Niettemin laten haar migratiebeleid en binnenlandse beleidsmaatregelen, vooral op het gebied van burgerrechten en sociale en culturele waarden, zien dat ze duidelijk een extreemrechtse agenda nastreeft, en haar retoriek vindt een sterke weerklank bij mensen die zich aangetrokken voelen tot het fascisme. Toch is Meloni erin geslaagd gezien te worden als een betrouwbare partner van de NAVO en de VS, terwijl haar standpunten over het buitenlands beleid ten aanzien van Oekraïne en Israël alle zorgen die Brussel en Washington aanvankelijk hadden over haar leiderschap, hebben weggenomen.
Het valt natuurlijk nog te bezien of Meloni zich in het nieuwe Europese Parlement zal aansluiten bij centrumrechts of bij extreemrechts. De vraag of Meloni een pragmaticus of een ideologische politicus is, kan heel goed worden beantwoord door de strategie die zij besluit te volgen in haar rol ‘als koningmaker voor de EU’.
Maar de grotere vraag is of dit echt veel uitmaakt. De EU laat de Europese burgers in de steek, en misschien kan worden gesteld dat het vooral desillusie is die de Europeanen naar extreemrechts drijft, aangezien alle reguliere politieke partijen op het continent pro-EU blijven.
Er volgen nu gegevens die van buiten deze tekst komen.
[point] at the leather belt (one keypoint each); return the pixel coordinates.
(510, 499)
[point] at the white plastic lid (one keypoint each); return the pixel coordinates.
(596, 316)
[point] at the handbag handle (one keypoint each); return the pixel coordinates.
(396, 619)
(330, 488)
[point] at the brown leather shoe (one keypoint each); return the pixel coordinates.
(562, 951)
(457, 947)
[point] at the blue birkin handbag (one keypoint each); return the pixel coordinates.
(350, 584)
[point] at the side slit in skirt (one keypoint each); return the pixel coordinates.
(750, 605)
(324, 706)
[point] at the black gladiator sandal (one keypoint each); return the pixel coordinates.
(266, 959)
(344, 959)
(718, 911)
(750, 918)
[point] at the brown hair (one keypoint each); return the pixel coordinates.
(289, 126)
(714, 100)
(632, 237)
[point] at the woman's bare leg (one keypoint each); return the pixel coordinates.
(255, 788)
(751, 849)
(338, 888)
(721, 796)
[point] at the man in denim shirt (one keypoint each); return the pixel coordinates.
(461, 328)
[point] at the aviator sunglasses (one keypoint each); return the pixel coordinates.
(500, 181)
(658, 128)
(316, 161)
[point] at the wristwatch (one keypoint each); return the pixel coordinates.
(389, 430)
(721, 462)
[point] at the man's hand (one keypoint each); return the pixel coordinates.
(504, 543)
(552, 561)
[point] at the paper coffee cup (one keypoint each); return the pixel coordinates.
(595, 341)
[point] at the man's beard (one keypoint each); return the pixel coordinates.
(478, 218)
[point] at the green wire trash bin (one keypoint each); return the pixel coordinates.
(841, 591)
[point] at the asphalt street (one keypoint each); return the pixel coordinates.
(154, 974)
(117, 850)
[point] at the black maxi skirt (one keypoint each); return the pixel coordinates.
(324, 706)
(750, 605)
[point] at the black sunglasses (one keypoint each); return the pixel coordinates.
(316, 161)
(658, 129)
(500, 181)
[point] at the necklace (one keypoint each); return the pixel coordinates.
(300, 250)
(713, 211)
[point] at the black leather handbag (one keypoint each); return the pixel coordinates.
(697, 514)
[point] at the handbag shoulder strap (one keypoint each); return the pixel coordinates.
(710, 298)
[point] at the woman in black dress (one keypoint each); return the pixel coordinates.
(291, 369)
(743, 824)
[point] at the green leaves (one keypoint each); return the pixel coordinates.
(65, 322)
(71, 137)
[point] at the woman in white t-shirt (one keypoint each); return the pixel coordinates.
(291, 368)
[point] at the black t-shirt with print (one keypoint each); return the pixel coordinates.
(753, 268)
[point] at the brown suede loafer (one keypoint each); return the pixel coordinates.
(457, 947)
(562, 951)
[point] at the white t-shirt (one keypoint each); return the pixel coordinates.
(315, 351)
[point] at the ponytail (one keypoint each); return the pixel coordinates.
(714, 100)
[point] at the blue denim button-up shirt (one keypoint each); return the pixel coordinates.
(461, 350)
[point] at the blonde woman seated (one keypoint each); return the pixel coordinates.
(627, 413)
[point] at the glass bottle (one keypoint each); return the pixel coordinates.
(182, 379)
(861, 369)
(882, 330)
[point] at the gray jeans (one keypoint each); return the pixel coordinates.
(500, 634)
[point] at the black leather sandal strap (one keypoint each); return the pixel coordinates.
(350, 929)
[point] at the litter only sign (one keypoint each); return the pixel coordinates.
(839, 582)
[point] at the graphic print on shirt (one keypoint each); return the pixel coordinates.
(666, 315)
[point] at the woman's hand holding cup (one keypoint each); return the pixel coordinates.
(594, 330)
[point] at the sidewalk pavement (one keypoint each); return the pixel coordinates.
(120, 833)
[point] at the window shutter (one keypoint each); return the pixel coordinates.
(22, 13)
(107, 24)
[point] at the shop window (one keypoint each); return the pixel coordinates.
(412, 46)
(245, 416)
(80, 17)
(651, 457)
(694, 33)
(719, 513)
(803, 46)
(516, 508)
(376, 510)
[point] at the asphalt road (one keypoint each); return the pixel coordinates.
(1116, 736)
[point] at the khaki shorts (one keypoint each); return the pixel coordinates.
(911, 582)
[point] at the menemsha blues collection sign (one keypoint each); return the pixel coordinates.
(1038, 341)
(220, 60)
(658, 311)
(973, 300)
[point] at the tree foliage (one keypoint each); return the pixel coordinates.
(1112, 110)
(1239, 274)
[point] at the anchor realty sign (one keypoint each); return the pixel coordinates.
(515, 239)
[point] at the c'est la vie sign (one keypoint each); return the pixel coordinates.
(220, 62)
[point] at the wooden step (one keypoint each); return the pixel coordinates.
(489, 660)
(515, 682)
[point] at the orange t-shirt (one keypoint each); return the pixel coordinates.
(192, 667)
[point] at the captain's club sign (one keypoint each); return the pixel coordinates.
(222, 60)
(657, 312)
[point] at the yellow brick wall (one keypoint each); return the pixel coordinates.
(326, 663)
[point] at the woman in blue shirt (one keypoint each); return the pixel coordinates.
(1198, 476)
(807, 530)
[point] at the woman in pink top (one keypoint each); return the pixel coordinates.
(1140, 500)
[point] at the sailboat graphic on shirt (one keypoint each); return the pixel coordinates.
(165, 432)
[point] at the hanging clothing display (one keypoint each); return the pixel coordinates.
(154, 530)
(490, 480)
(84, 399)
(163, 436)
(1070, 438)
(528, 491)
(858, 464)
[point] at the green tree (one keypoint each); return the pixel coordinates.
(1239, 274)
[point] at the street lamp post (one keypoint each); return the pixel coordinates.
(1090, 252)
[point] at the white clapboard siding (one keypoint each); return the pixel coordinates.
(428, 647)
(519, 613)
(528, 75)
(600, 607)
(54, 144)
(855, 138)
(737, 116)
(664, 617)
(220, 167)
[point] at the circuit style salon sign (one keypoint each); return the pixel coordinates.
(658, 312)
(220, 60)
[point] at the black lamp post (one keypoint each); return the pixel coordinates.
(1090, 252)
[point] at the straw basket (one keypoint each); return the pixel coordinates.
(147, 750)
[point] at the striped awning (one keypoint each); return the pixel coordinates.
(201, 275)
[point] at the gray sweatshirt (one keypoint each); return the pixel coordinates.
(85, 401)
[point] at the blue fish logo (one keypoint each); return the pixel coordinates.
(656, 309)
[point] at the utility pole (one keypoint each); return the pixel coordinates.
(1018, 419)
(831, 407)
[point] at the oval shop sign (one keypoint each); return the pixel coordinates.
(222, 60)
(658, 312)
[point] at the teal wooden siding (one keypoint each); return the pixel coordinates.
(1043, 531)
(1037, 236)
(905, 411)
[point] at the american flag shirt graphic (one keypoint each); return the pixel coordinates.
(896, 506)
Een voorbeeld hiervan is dat extreemrechts zelfs in Ierland in opkomst is – en dit is een land dat nog nooit eerder een extreemrechtse beweging had gehad.
Er zijn veel factoren – zoals de-industrialisatie, diepgaande economische ongelijkheid, de teloorgang van de verzorgingsstaat en het falen van links – die hebben bijgedragen aan de opkomst van extreemrechtse partijen en bewegingen in Europa. Het meest consistente thema van het extreemrechtse platform is echter verzet tegen immigratie, en soms ook verzet tegen feminisme en LGBTQ-rechten. Het is ook vooral het anti-immigrantensentiment dat de golf van extreemrechtse politiek in Ierland aanwakkert. In Duitsland komt de steun voor de AfD grotendeels voort uit verzet tegen het migratiebeleid van het land.
Kortom, de redenen voor de opkomst en opkomst van extreemrechts in Europa zijn volop aanwezig; Er is dus een strategie op meerdere niveaus nodig om de monsters van het neofascisme het hoofd te bieden. Bovendien zullen de resultaten van de komende EU-verkiezingen ons zeker veel vertellen over de hedendaagse Europese gemoedstoestand en wat ons te wachten staat voor het continent. Een “nieuwe dageraad” voor extreemrechts is niet uitgesloten.
Maar zelfs dan is de Europese situatie misschien niet zo dramatisch als die waarmee de Amerikaanse kiezers in november werden geconfronteerd, waar hun keuze voor het hoogste ambt in het land gaat tussen een voormalige president die door wetenschappers werd beoordeeld als de slechtste president in de geschiedenis van de VS. nu veroordeeld voor het vervalsen van bedrijfsgegevens, en een zittende president die door velen, zowel in binnen- als buitenland, als oorlogsmisdadiger wordt gezien.